Sunday, 19 February 2012

Isaiah 26:19

The cemetery
A.K.A "The Parish Church"
© Godric Godricson
 "But your dead will live; their bodies will rise. You who dwell in the dust, wake up and shout for joy. Your dew is like the dew of the morning; the earth will give birth to her dead" Isaiah 26:19

There is something that strikes me when I visit an English Church and that is the proximity of the living and the dead. This proximity brings us back to the idea of Christianity being nothing more than a cult of the dead. In prayer, we cast our eyes upwards and we notice the plaques on the wall extolling the virtues of the departed. We notice the arms and titles of the great landowners and we are reminded that this building is often little more than a charnel house for the  rich and famous.

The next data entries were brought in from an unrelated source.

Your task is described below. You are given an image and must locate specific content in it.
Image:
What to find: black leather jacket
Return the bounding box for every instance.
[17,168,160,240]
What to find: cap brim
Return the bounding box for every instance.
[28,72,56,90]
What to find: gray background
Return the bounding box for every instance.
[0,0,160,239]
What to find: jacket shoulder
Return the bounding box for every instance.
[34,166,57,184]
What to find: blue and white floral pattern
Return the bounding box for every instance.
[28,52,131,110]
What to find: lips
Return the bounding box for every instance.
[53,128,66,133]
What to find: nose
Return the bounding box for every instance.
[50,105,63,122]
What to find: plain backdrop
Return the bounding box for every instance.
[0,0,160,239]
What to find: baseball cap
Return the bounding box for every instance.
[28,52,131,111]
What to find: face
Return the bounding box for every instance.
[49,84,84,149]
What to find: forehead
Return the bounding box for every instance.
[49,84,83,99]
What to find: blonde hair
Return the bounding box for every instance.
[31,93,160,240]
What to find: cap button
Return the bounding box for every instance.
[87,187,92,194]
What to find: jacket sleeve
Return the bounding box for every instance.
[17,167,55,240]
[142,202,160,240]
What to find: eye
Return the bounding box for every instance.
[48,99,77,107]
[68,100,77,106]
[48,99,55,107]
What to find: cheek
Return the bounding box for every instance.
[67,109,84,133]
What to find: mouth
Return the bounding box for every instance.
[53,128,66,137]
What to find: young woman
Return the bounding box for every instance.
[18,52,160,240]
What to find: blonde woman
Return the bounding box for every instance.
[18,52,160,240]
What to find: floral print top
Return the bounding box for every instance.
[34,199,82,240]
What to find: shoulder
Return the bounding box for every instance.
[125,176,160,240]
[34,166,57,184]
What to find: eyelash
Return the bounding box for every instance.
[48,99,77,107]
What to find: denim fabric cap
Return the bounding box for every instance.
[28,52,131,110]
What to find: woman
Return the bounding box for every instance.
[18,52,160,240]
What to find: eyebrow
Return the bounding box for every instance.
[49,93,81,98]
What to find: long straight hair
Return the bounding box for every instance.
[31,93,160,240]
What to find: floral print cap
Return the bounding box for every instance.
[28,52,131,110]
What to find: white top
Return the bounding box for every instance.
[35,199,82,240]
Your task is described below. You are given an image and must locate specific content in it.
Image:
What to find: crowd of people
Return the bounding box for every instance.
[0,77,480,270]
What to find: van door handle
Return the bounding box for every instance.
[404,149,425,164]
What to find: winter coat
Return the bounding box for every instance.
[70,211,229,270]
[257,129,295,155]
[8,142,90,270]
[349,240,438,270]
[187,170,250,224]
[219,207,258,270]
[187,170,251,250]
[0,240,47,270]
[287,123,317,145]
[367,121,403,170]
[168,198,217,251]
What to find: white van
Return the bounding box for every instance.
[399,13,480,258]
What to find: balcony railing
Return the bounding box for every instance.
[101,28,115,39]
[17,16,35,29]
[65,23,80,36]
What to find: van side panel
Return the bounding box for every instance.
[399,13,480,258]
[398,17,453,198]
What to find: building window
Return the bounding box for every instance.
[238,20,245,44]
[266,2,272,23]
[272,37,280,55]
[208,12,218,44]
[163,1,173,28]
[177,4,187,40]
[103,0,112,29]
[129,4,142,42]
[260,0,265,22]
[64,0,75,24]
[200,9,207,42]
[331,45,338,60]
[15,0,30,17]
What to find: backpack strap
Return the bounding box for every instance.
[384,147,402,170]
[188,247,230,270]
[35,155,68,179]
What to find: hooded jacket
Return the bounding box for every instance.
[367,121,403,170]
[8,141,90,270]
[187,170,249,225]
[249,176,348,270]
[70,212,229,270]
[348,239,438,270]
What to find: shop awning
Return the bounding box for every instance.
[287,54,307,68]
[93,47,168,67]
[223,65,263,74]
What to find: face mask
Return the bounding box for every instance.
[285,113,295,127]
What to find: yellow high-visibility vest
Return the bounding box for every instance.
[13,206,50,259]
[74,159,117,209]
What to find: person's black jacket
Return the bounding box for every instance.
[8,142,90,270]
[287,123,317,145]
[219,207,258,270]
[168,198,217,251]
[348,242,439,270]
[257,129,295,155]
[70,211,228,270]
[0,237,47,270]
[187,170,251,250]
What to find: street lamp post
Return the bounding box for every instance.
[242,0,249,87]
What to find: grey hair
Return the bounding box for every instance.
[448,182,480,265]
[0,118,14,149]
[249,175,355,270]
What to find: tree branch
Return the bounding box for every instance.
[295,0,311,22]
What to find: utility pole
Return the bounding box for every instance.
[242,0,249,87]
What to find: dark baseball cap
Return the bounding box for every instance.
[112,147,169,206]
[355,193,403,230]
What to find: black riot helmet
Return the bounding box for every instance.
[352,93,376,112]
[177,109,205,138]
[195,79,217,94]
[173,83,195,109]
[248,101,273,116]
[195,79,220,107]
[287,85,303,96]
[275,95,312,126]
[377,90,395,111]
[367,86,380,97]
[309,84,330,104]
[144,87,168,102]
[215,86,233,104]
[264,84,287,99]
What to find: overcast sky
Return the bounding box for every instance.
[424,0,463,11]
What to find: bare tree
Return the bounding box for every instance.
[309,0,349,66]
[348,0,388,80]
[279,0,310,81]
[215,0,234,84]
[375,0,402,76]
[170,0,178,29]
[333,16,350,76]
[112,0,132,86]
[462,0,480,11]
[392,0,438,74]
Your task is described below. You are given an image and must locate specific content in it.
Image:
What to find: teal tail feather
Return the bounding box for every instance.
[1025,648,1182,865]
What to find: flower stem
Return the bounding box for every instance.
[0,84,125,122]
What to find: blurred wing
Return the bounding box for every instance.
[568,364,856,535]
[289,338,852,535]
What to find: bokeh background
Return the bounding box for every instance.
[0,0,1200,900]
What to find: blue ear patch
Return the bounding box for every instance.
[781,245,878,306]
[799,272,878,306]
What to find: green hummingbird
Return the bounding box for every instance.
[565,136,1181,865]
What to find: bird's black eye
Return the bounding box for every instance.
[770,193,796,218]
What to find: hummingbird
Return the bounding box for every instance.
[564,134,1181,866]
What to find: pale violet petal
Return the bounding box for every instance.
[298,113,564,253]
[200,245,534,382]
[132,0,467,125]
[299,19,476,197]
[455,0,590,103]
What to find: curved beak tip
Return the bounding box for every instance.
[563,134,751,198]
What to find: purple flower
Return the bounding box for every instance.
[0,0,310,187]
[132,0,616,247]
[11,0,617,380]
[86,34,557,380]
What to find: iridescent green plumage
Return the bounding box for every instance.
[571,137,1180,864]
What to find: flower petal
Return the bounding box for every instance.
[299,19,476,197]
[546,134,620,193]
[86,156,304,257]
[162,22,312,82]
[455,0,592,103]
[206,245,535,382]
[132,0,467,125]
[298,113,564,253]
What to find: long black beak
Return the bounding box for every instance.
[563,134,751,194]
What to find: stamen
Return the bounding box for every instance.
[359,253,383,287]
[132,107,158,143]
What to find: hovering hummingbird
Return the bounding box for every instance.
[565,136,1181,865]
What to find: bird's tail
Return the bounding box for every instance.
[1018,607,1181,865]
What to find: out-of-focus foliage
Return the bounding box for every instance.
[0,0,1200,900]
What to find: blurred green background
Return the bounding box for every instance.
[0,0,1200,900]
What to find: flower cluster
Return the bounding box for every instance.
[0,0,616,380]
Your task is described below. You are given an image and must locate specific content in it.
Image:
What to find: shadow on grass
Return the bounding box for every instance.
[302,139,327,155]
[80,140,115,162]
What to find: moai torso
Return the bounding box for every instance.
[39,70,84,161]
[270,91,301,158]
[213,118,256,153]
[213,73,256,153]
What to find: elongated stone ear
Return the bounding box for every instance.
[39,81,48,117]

Indeed, if churchgoers  could develop x-ray vision or a personalised ground penetrating radar we would find the floor of any parish Church as a honeycomb of vaults and tombs fashioned from the 14th Century onwards. The vaults, full of humanity, would stretch as far as the eye can see. In this way we sense both the desire for salvation of past generations alongside their fear that God will seek revenge upon them. Regrettably, this mindset of fear and anxiety is not a modern way to design a building or lay out a cemetery.

The parish Church is a very real series of contradictions. On the surface,  the Church is an apparent place of  serenity and prayer and yet, underneath, there is nothing but death and decay. The line quoted above, drawn from Isaiah, is by 21st century standards a truly creepy statement. The quotation is saying something about the Church as being a 'parking lot' for the dead. The parish Church becomes a place where we are laid down like a fine wine awaiting the time when we rise again and 'pop' like a champagne bottle. The parish Church, rather than being a place of serenity, becomes the loci of a death cult where the living focus on nothing but death and dying. Oh dear, this theology of death seems far removed from the account of the Resurrection containing hope and joy. The cult of death is writ large in our society and the parish Church is the heart of the cult situated in most villages.

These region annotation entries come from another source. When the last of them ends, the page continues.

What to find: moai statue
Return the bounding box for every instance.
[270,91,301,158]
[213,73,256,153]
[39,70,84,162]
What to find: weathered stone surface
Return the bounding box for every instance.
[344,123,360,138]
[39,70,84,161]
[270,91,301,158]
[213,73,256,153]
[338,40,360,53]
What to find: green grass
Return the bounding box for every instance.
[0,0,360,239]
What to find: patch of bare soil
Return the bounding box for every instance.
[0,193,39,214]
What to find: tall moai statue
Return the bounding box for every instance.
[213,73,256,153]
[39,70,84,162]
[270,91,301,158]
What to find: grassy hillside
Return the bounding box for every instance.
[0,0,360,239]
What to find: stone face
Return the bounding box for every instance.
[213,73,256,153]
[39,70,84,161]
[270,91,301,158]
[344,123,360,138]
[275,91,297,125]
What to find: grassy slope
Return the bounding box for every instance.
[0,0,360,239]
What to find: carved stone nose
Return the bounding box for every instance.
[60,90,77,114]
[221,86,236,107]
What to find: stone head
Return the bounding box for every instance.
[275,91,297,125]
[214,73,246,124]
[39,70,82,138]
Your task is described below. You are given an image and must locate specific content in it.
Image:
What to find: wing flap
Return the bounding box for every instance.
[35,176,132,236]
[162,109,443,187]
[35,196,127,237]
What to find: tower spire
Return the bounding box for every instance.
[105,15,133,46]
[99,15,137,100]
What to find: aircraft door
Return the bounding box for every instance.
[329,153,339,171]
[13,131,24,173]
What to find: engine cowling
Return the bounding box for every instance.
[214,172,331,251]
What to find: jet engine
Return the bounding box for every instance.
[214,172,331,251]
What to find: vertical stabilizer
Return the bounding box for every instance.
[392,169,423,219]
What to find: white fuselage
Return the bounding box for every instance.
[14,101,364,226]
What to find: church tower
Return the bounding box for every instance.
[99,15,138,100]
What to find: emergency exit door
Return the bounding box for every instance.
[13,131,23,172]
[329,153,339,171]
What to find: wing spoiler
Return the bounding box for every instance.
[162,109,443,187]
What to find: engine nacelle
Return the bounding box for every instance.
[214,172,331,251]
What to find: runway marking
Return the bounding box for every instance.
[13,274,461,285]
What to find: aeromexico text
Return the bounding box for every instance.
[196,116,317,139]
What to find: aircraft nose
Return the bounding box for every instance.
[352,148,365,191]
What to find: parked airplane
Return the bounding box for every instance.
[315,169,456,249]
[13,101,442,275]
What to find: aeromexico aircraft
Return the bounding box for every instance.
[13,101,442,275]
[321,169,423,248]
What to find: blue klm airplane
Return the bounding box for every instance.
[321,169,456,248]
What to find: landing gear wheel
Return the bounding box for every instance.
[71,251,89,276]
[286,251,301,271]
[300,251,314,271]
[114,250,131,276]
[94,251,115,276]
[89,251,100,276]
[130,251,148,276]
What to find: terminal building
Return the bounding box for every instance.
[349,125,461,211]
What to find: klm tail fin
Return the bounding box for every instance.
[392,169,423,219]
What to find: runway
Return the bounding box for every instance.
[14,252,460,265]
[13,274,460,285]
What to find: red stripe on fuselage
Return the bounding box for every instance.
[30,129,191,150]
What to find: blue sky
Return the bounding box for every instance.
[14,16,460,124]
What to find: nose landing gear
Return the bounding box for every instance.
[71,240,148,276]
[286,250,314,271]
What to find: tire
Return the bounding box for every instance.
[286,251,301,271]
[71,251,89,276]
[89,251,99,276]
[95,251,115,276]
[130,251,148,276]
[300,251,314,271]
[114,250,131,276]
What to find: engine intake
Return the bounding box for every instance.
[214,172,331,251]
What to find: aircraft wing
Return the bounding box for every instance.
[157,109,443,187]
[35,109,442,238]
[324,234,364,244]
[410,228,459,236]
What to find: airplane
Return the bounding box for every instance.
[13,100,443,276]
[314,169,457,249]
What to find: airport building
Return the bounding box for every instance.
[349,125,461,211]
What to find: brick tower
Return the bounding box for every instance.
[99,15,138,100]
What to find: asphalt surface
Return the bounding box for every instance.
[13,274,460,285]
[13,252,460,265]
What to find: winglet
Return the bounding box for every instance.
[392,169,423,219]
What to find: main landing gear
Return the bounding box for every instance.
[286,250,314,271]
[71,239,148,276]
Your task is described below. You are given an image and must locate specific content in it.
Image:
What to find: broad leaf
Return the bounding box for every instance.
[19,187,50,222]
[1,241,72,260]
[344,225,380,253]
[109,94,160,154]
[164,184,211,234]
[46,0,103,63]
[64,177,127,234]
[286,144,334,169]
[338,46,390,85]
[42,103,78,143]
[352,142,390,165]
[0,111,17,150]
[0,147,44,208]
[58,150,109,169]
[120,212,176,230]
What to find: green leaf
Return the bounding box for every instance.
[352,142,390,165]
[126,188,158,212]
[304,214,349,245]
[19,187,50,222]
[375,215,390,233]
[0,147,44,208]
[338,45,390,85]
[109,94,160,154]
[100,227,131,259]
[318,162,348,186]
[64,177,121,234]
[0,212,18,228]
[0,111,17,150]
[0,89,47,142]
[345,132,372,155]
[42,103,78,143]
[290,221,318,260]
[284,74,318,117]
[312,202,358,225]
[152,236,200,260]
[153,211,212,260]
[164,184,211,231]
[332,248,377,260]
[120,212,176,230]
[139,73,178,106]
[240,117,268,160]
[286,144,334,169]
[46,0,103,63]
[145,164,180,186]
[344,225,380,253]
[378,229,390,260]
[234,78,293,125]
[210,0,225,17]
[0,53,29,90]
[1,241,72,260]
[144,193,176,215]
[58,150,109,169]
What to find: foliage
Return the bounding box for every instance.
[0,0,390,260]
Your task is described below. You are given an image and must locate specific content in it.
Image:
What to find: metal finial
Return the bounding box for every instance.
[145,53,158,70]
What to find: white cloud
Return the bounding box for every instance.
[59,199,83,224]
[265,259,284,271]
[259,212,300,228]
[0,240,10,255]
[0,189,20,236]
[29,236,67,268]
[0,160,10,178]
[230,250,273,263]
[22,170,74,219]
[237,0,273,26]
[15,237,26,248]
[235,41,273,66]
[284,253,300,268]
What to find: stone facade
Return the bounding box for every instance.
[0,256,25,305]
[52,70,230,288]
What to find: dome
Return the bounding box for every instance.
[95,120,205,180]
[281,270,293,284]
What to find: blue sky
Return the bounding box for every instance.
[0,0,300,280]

I am not convinced that the Church has anything very much to offer to a modernising society and the photograph above is a little charitable to the Church. When I visited the parish the Church had children's toys and games in the main areas. The altar had been moved into the main body of the Church from the east end. The children's toys was a sign that this ancient cult of the dead was striving for a sort of modernity and 'applicability'. However, the Church Authorities had missed the point. Rather than being open, inclusive and modern, the parish Church holds onto the  older ties to death whilst trying to support past errors by appearing 'modern'. The parish Church becomes a whited sepulchre rather than a focus for the community.

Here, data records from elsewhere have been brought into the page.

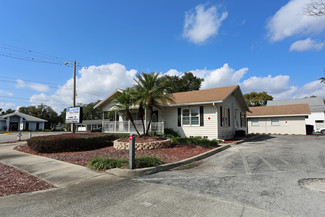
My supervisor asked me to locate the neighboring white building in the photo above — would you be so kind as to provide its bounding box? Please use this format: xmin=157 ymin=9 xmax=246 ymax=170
xmin=247 ymin=104 xmax=310 ymax=135
xmin=267 ymin=97 xmax=325 ymax=131
xmin=94 ymin=85 xmax=249 ymax=139
xmin=0 ymin=111 xmax=47 ymax=131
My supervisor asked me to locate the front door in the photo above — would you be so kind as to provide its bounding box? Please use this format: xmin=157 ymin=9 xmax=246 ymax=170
xmin=152 ymin=111 xmax=158 ymax=122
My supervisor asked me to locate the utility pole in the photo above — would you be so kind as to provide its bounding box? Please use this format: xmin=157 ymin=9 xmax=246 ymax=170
xmin=72 ymin=61 xmax=77 ymax=133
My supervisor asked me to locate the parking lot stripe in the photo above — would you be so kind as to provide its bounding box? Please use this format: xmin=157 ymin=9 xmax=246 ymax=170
xmin=257 ymin=154 xmax=279 ymax=171
xmin=239 ymin=150 xmax=251 ymax=175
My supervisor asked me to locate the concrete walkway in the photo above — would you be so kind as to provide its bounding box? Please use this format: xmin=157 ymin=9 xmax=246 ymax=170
xmin=0 ymin=142 xmax=109 ymax=187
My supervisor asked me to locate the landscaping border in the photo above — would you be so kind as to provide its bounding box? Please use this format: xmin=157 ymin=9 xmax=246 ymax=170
xmin=105 ymin=144 xmax=231 ymax=178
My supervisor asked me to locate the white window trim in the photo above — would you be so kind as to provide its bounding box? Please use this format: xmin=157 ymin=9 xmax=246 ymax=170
xmin=181 ymin=107 xmax=200 ymax=127
xmin=251 ymin=118 xmax=260 ymax=126
xmin=271 ymin=118 xmax=280 ymax=126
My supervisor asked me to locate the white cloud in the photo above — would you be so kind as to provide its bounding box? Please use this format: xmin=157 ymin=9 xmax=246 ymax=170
xmin=192 ymin=63 xmax=248 ymax=89
xmin=16 ymin=79 xmax=49 ymax=92
xmin=164 ymin=69 xmax=182 ymax=76
xmin=24 ymin=63 xmax=325 ymax=112
xmin=0 ymin=102 xmax=16 ymax=111
xmin=293 ymin=80 xmax=325 ymax=98
xmin=183 ymin=4 xmax=228 ymax=44
xmin=30 ymin=63 xmax=137 ymax=111
xmin=290 ymin=38 xmax=325 ymax=51
xmin=0 ymin=90 xmax=14 ymax=96
xmin=267 ymin=0 xmax=325 ymax=41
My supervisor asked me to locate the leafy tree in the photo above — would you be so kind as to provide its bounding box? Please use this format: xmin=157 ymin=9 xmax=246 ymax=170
xmin=134 ymin=72 xmax=173 ymax=135
xmin=19 ymin=103 xmax=60 ymax=129
xmin=111 ymin=88 xmax=140 ymax=135
xmin=244 ymin=91 xmax=273 ymax=106
xmin=161 ymin=72 xmax=204 ymax=93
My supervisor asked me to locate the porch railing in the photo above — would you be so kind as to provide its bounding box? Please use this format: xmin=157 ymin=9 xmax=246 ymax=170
xmin=103 ymin=120 xmax=164 ymax=134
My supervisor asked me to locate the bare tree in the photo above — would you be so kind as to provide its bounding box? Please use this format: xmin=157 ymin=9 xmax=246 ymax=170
xmin=306 ymin=0 xmax=325 ymax=16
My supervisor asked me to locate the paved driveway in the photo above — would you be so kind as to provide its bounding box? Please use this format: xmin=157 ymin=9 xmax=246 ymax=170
xmin=138 ymin=136 xmax=325 ymax=216
xmin=0 ymin=131 xmax=69 ymax=146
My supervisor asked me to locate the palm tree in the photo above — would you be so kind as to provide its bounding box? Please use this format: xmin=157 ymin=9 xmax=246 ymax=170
xmin=134 ymin=72 xmax=173 ymax=135
xmin=319 ymin=77 xmax=325 ymax=83
xmin=111 ymin=88 xmax=140 ymax=135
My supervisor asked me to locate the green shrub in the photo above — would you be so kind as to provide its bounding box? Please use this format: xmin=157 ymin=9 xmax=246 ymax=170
xmin=27 ymin=133 xmax=125 ymax=153
xmin=164 ymin=128 xmax=180 ymax=138
xmin=172 ymin=137 xmax=219 ymax=147
xmin=88 ymin=157 xmax=129 ymax=170
xmin=88 ymin=156 xmax=163 ymax=170
xmin=135 ymin=156 xmax=163 ymax=168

I understand the English and their sensibilities. The English easily fall down at the feet of 'tradition' and 'power' before they gently and quietly melt away  away to 'do their own thing'. That the Church has lasted so long in English culture is a testimony to the holding power of this cult of the dead. My greatest hope is that the 'cult of the dead' that passes for a state religion is left behind. Let the parish Church become a creche for the one or two children of the village if that is what the community really wants  although think about this......who would have a Creche in a cemetery?